ノーベル医学生理学賞を受賞する本庶佑(ほんじょたすく)・京都大特別教授(76)が7日午後(日本時間同日夜)、スウェーデンのカロリンスカ医科大で記念講演した。本庶さんは満員のホールで「今世紀にがんが制御できるようになると信じている」と語った。
記念講演は「ノーベルレクチャー」と呼ばれる恒例行事。本庶さんは、長年取り組んできた免疫に関する研究を順に紹介。現在、がん治療薬として患者に使われている「オプジーボ」の開発の原点となった研究についても説明した。カギとなる分子「PD-1」を発見してから、薬になるまで長い年月が掛かった末、薬の臨床試験で劇的な効果が出た。「がん治療におけるパラダイムシフト」と振り返った。
現在の状況について、がんにおける「ペニシリンの発見」ともいうべき時期にきている、との見方を紹介。ペニシリンなど一連の抗生物質によって人類は感染症の多くを克服した。「がん免疫療法はまだ主流ではないが、より多くのがんの治療に使われるようになり、将来、がんはコントロールできる『慢性疾患』のひとつになるだろう」と話した。
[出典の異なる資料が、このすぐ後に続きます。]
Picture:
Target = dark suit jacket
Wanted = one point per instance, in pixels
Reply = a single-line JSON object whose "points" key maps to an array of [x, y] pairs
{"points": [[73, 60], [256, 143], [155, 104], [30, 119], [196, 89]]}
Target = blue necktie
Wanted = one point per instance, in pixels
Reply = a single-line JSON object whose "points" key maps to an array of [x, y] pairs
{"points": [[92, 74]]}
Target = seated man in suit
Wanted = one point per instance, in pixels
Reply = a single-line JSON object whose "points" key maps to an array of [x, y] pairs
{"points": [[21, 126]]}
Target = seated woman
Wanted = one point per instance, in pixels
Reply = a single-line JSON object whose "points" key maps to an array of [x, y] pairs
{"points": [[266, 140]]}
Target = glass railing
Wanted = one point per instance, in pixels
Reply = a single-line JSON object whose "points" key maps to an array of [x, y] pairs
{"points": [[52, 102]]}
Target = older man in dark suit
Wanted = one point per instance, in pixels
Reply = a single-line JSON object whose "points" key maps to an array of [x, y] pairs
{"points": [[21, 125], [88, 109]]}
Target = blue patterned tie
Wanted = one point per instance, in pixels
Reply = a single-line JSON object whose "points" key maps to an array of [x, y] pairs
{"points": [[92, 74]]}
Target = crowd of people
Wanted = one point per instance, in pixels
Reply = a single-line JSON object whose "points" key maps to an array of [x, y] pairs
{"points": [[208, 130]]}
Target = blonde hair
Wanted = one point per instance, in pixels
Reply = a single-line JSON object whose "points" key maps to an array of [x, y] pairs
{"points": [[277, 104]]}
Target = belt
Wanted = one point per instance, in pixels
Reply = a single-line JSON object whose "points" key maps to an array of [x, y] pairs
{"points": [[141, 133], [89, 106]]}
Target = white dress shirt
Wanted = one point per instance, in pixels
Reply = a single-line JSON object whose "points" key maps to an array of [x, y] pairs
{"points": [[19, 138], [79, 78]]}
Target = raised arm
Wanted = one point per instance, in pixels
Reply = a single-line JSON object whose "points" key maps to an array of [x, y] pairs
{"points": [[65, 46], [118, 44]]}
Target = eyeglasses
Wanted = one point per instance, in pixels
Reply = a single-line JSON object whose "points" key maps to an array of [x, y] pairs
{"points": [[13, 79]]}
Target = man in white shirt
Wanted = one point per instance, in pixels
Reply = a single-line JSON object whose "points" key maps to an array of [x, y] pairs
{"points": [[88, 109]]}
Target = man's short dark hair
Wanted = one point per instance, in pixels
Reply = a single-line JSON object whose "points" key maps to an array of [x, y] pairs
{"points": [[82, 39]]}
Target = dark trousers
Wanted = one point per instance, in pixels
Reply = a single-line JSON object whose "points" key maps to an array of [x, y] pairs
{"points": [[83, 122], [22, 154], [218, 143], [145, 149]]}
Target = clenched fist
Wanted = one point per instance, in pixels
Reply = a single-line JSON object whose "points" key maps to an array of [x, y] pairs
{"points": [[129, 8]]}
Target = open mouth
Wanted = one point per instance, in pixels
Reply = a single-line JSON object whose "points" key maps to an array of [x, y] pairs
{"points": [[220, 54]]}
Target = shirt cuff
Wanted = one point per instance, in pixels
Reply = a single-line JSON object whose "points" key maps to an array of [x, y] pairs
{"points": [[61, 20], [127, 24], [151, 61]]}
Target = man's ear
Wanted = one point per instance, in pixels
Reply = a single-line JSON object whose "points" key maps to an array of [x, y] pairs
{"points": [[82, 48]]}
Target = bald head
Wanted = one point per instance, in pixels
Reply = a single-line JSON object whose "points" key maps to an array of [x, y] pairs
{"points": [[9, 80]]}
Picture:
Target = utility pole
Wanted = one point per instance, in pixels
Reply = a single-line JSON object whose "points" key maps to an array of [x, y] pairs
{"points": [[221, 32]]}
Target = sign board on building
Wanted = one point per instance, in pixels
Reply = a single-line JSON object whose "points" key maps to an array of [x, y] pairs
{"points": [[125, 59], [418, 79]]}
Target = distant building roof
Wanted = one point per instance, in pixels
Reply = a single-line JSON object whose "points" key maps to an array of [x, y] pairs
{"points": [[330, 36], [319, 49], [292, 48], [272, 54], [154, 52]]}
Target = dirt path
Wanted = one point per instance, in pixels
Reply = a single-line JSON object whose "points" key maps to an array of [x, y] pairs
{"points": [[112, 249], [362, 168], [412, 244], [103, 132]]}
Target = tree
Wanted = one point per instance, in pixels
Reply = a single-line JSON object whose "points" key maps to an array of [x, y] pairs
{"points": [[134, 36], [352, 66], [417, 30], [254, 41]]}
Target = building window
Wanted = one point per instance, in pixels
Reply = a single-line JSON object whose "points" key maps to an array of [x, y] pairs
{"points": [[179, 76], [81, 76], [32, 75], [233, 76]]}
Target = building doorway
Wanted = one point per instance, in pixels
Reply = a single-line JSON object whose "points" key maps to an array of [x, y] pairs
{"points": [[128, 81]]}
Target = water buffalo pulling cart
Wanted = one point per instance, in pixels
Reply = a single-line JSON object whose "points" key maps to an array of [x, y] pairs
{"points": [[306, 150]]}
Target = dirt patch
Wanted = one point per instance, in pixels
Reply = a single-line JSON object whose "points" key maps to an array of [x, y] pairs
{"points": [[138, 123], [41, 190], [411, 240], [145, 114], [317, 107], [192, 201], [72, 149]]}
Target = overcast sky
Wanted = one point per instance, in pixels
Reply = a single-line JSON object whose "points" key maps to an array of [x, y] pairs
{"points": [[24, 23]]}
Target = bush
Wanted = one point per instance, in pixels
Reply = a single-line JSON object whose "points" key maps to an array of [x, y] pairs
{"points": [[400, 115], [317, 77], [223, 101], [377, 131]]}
また、同氏はスウェーデン・ストックホルムのノーベル博物館を訪れ、自身の座右の銘である「有志竟成(ゆうしきょうせい)」と書かれた色紙を納めた額を寄贈、同博物館が報道陣に公開。有志竟成は「志がしっかりしていれば、いつかは実現できる」という意味。
本庶さんは寄贈後に臨んだ公式記者会見で「私の信条。この言葉で、困難な時もやってこられた」と研究生活を振り返った。